A Chrome extension for asking questions over websites. Site RAG can index a single page of the website, or crawl the entire site. It then generates embeddings for the indexed documents, and stores them in a vector store database.
When a user asks a question, Site RAG will either fetch relevant documents from the current page, or the entire site (customizable).

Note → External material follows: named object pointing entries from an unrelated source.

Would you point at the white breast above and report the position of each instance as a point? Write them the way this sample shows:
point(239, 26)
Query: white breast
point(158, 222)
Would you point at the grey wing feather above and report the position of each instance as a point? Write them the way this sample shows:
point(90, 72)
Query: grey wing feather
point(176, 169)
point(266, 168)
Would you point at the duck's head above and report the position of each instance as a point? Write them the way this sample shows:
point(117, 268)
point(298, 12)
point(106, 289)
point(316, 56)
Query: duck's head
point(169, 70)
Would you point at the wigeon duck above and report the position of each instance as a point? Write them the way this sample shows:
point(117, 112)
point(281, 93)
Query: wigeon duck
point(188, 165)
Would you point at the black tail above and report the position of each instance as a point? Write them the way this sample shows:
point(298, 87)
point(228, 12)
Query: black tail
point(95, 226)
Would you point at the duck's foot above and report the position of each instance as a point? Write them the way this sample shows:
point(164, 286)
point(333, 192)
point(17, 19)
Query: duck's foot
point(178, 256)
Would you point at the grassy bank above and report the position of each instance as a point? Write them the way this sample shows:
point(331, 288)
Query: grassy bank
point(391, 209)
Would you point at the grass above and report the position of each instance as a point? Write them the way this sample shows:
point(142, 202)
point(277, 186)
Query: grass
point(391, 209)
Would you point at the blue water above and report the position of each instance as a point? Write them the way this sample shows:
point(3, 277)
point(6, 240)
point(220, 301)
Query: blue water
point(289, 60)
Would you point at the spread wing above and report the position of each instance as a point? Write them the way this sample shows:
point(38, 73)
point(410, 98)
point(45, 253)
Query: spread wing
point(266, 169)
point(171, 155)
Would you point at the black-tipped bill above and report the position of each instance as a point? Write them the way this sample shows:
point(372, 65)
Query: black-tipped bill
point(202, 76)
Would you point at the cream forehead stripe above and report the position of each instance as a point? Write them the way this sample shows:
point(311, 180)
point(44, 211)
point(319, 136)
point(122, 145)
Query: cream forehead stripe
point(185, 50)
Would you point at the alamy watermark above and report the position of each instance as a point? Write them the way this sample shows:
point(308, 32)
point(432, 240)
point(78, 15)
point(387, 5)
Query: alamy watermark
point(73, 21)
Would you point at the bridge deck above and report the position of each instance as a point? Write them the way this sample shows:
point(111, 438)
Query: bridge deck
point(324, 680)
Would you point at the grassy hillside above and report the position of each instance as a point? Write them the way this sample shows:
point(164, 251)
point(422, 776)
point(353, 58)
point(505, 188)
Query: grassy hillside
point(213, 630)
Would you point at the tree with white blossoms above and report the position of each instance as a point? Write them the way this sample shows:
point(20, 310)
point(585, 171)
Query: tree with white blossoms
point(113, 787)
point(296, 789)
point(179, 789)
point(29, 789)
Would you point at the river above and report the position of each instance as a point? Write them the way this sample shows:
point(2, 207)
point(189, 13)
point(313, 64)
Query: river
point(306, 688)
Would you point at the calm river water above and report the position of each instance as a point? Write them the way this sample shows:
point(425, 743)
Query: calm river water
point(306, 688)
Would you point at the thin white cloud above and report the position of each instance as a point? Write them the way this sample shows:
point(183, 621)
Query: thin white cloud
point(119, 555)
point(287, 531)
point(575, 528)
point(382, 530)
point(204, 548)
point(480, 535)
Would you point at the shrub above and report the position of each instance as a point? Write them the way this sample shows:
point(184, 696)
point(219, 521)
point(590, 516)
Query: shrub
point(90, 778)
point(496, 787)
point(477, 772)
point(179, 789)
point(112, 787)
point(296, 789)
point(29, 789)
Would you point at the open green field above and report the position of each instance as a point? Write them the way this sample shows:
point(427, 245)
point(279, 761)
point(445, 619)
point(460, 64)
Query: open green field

- Anthropic API key - For LLM chat generations
- OpenAI API key - For embeddings
- Supabase account - For vector store
First, clone the repository:
git clone https://github.com/bracesproul/site-rag.git
cd site-rag
Then, install the dependencies:
yarn install
and build:
yarn build
To setup the vector store, you need to create a Supabase database. Then, inside the SQL editor, run the following:
-- Enable the pgvector extension to work with embedding vectors
create extension vector;
-- Create a table to store your documents
create table documents (
id bigserial primary key,
content text, -- corresponds to Document.pageContent
metadata jsonb, -- corresponds to Document.metadata
embedding vector(3072) -- 3072 works for OpenAI embeddings, change if needed
);
-- Create a function to search for documents
create function match_documents (
query_embedding vector(3072),
match_count int DEFAULT null,
filter jsonb DEFAULT '{}'
) returns table (
id bigint,
content text,
metadata jsonb,
embedding jsonb,
similarity float
)
language plpgsql
as $$
#variable_conflict use_column
begin
return query
select
id,
content,
metadata,
(embedding::text)::jsonb as embedding,
1 - (documents.embedding <=> query_embedding) as similarity
from documents
where metadata @> filter
order by documents.embedding <=> query_embedding
limit match_count;
end;
$$;
To use the extension, go to chrome://extensions/ and click "Load unpacked". From there, select the dist
directory of this repository.
Once loaded, open the extension and visit the settings page. Here you can add your API keys, and Supabase credentials. You can also customize the indexing settings, such as chunk size and overlap.